The lesson begins with an introduction of imagism, the style of poetry developed in the 20th century and popularized with the Lost Generation poets like Ezra Pound.  The conciseness of the genre makes it accessible and less intimidating to students while also encouraging tight command of language and the concept of le mot juste.  We read Pound's In a Station of the Metro, and discuss his word choice and structure.  The word "apparition" is key noting the suddenness of the appearance, as is the use of the colon to reveal meaning through analogy.  The faces are fragile, delicate, diverse, and vulnerable "petals on a wet black bough."  The simplicity of the poem creates its impact, which is meant to be immediate and momentary, rather than expansive and drawn out.  Imagism captures a moment, intending it for observation, much like a painting or sculpture.

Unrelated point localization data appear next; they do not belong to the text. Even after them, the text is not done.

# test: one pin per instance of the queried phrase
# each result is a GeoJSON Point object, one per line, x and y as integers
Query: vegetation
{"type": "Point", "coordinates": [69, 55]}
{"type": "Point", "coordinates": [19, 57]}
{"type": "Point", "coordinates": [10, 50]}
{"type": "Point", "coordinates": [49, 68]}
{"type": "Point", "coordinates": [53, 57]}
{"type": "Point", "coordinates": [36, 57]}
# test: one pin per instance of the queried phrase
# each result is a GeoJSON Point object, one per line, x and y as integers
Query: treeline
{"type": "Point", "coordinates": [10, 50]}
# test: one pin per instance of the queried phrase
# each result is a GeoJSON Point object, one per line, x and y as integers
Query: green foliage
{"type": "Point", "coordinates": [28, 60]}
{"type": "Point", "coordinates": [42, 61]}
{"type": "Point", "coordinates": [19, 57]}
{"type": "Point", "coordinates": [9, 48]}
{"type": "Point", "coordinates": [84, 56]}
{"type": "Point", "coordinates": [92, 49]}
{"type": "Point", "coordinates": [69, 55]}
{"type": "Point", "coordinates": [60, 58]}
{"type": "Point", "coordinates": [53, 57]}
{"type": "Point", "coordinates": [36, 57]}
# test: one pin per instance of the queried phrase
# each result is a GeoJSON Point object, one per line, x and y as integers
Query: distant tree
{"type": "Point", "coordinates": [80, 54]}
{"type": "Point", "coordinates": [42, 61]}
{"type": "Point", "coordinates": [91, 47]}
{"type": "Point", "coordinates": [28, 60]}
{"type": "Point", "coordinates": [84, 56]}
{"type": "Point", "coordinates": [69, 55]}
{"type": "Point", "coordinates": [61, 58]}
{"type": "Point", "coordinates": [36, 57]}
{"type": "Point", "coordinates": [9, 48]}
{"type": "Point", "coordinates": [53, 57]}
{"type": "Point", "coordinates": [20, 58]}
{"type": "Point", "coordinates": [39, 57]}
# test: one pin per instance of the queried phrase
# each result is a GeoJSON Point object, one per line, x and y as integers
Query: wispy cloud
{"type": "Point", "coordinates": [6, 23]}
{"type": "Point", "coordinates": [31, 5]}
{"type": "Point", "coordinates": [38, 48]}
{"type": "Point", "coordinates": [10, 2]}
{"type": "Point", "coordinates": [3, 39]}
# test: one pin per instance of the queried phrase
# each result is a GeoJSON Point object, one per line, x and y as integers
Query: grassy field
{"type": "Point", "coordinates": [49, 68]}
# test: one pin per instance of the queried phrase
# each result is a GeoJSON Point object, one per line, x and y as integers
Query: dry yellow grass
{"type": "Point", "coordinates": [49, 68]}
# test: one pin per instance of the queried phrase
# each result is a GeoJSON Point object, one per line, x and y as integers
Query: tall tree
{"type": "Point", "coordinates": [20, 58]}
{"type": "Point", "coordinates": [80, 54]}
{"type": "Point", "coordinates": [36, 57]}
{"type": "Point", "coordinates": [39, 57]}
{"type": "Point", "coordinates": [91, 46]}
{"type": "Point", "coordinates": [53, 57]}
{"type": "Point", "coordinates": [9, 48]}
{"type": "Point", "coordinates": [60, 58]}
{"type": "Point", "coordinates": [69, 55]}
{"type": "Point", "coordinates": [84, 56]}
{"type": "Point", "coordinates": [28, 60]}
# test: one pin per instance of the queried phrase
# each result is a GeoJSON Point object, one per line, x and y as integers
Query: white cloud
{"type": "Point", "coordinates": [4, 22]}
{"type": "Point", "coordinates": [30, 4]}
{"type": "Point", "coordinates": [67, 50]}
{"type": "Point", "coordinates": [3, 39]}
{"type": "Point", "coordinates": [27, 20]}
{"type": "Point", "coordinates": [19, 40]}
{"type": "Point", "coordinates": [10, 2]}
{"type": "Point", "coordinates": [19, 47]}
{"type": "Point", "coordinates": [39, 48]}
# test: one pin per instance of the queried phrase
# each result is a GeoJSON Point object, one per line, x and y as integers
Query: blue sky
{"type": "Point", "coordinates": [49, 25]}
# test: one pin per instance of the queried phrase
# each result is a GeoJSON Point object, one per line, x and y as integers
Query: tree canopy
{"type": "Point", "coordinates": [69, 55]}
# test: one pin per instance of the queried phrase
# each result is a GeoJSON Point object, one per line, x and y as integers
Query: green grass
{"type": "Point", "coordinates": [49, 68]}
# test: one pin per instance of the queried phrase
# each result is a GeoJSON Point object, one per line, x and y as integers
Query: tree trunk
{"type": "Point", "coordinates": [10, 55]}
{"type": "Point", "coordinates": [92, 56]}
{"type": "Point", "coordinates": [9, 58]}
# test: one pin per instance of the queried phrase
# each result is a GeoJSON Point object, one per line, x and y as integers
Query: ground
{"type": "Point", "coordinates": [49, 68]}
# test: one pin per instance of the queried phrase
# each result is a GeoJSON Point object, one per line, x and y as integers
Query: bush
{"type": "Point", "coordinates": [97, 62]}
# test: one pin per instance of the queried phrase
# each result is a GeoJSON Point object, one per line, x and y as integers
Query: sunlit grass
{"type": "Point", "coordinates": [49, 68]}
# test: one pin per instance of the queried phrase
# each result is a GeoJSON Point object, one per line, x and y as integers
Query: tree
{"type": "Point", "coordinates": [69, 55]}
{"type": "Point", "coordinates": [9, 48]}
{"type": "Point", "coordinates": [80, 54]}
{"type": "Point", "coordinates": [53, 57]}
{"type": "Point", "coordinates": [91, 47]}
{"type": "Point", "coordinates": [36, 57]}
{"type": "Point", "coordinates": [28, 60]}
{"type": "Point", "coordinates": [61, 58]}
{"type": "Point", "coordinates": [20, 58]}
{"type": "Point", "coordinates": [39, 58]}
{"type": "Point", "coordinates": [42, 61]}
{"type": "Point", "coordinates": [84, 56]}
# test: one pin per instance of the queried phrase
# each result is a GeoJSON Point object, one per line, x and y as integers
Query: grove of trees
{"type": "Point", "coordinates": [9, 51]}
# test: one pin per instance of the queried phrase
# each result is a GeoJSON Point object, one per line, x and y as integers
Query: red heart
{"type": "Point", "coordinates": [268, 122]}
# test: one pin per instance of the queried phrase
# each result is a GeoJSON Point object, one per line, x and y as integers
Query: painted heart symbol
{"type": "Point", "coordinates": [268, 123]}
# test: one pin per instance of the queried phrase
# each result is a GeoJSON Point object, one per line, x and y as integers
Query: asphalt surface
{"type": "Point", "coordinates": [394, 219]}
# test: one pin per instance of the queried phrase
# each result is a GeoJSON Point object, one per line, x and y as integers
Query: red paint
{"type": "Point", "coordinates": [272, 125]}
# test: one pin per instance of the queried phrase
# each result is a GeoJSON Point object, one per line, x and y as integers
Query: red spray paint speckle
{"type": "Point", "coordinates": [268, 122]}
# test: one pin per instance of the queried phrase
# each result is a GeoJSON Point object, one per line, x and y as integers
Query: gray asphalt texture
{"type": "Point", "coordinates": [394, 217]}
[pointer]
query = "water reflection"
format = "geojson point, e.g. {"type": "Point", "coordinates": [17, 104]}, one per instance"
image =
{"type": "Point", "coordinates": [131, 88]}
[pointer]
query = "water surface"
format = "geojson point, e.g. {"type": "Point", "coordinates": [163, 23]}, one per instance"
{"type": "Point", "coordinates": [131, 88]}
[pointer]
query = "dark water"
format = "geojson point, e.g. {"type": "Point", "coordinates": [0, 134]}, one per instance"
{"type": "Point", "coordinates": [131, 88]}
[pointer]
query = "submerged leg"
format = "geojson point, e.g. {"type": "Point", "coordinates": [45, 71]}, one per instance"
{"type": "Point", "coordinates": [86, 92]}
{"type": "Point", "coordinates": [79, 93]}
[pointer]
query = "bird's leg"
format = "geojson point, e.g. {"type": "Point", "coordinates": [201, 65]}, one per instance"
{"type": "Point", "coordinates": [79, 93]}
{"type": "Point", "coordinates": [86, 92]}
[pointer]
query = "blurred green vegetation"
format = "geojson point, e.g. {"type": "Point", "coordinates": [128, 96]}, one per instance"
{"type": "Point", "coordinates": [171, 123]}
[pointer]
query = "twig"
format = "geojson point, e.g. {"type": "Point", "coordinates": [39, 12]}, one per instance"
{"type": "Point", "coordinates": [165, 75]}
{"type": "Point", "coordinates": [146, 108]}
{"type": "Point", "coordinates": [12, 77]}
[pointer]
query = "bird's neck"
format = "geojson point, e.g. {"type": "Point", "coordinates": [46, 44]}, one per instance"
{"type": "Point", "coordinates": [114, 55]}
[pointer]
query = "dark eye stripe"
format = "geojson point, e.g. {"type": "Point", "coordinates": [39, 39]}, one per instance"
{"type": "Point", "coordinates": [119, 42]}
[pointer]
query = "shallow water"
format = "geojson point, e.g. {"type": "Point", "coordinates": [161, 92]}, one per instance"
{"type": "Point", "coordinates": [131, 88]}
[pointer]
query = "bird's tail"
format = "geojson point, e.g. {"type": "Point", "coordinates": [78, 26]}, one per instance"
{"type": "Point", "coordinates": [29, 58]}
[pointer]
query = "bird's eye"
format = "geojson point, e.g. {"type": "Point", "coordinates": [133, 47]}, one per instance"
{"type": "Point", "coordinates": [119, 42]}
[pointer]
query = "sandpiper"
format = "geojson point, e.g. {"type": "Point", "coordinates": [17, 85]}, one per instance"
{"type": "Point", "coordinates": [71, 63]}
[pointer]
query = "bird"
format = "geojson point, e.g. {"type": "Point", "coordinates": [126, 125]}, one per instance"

The class then looks at several additional imagist-like poems I received in a book of poetry from an American-Buddhist monk named Joe Wagner, whom I met years ago in Taiwan.  Joe's study of poetry was linked to his meditation and intention to live deliberately, self-aware and in the moment.  From Joe's perspective, "poetry has the ability to stop the reader from thinking about life and directly experience it instead."  That is one of the most insightful comments I've learned about poetry, and I appreciate the meditative quality.  In pursuing effective language in the three-line poem, Joe develops a philosophy of poetry which seeks brevity as a goal.  For if a poem is too long, it risks losing the reader to the inevitable wanderings of the restless mind.  And if the goal is to affect and impact that mind, the poem must be able to stop the reader from thinking too much about it.

I share several examples of Joe's poetry, and I reveal them on an overhead (or a Power Point), slowly and one line at a time.  It enhances the effect.

The sadness of eating
On Christmas Eve

Out of the young
Chinese mother's head
A gray hair

Classroom quiet
The children
Take a quiz

Raising one finger
An old man
Stops the bus

Each of these poems produces insightful and enlightened nods and murmurs in the classroom.  The kids get it.  And, of course, we do what most poets hate, which is analyze and discuss the poetry and the word choice and the structure and the impact and the theme or meaning.   Then, I ask the students to create a three-line poem.  They are also required to submit an analysis of their process.  While I don't require numerous drafts, I do expect that their analysis paragraphs reflect an idea of revision and editing.  These poems are also "presented" to the class.  However, unlike my three-word poem, these poems are simply recited and received with no comment or analysis in class.  Many of them produce great reactions, from gasps to sighs to laughter.

The Three-Line Poem is a great exercise in command of language.